A Massachusetts District Court judge ruled against former Law School student Megon Walker late last month in a lawsuit she brought against the University in 2012 for defamation and breach of contract, seeking injunctive relief.
The ruling, a summary judgment, marks the end of a years-long legal battle that began when Walker sued affiliates of the Law School for damages due to disciplinary actions levied against her after the school’s Administrative Board concluded that she had committed plagiarism in 2009. Walker named the Harvard Corporation, then-Law School Administrative Board chair Lloyd L. Weinreb, and Ellen M. Cosgrove, the dean of students at the Law School, as defendants in the case.
In 2009, Walker, then a third-year student at the Law School, submitted a draft article to the Law School’s Journal of Law and Technology. After editors at the journal noticed a number of directly plagiarized and incorrectly cited passages and notified the dean of students, the school’s Ad Board heard the case. The body then issued a “letter of reprimand” to Walker, allowing her to graduate with her class, but leaving a permanent mark on her transcript.
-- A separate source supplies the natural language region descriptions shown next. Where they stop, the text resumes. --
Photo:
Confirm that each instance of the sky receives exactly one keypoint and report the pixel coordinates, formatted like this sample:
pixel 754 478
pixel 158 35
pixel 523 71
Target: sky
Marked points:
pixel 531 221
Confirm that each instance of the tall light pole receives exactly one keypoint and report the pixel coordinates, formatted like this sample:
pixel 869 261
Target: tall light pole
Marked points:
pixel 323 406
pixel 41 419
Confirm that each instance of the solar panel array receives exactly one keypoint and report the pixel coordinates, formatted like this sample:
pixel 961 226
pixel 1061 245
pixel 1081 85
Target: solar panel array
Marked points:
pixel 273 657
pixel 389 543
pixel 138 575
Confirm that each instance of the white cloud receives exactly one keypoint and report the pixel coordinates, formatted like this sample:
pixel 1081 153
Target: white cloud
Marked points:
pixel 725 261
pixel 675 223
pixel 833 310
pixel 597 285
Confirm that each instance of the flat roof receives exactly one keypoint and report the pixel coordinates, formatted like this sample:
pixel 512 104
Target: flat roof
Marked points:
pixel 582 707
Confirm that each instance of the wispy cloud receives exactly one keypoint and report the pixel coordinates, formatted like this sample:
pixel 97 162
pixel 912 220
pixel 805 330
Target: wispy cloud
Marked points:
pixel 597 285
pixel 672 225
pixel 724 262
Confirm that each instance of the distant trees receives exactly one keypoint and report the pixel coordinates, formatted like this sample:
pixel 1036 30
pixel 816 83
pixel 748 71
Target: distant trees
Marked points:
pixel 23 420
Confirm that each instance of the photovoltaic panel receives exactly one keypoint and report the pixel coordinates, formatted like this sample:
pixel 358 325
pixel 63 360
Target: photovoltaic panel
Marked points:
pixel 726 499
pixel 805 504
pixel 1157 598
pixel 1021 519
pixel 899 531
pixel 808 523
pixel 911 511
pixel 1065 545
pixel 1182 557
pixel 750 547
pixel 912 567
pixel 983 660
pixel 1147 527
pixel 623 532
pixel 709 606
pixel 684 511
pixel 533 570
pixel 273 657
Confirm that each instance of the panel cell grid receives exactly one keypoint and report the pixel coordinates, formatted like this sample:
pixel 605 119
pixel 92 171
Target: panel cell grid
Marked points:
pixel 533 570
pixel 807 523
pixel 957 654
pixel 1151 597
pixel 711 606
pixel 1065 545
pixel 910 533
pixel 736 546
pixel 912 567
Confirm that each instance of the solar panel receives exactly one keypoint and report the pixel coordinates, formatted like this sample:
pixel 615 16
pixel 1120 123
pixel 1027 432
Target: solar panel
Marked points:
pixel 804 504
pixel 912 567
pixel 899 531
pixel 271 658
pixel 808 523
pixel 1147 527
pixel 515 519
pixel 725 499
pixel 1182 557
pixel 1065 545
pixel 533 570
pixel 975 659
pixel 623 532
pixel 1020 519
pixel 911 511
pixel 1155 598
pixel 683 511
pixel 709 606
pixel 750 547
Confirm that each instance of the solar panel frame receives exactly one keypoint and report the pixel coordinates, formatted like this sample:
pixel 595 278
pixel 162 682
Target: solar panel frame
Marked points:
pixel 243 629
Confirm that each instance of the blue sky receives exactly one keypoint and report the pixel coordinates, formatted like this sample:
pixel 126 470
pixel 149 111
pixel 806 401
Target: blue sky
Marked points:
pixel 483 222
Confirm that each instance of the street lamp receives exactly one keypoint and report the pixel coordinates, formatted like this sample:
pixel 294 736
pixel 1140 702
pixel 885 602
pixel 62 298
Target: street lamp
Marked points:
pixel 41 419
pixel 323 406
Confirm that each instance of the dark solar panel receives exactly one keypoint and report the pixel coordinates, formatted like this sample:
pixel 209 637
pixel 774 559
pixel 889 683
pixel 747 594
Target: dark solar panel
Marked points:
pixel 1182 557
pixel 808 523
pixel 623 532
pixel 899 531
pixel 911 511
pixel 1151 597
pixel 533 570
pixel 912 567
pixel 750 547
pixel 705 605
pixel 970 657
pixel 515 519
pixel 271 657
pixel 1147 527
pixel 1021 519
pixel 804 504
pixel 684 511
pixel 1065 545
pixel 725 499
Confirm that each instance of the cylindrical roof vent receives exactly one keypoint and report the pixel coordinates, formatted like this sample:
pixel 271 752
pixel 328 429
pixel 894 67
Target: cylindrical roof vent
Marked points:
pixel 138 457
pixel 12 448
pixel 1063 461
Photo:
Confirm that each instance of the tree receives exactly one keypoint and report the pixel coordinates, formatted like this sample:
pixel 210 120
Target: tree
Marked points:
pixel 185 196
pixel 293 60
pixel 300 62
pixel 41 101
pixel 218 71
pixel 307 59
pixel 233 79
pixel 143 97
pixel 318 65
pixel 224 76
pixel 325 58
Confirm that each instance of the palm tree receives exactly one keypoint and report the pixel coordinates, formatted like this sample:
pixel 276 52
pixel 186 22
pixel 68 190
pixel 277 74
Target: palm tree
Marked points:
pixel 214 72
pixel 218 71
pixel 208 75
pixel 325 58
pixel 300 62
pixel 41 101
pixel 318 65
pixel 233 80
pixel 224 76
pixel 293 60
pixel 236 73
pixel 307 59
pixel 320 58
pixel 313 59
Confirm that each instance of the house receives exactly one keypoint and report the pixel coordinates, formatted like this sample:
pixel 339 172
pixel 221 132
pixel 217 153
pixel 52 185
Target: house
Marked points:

The permanent mark was at the heart of Walker’s complaint. She not only argued that the Law School broke the procedures set out in its student handbook when it issued the reprimand, but that the plagiarized work did not represent a final submission, and, as such, the mark on her transcript represents defamation.
According to the complaint, filed in 2012, a 2008 job offer to Walker was withdrawn after the firm learned of the reprimand, and Walker has had trouble holding a job since.
In her complaint, Walker claims that the she knew the article she submitted to the journal had incorrect and incomplete citations because her computer suffered from a virus, damaging her work on the draft, but that she told the editors she planned to revise it.
In her decision in favor of Harvard, District Court judge Rya W. Zobel refuted both Walker’s complaint of defamation and breach of contract, citing the Merriam-Webster definition of “submit” and applying an objective reasonableness standard to the Law School Handbook of Academic Policies.
The lawyers who argued for each side of the case did not respond to requests for comment. Weinreb declined to comment and Cosgrove did not respond to a request for comment.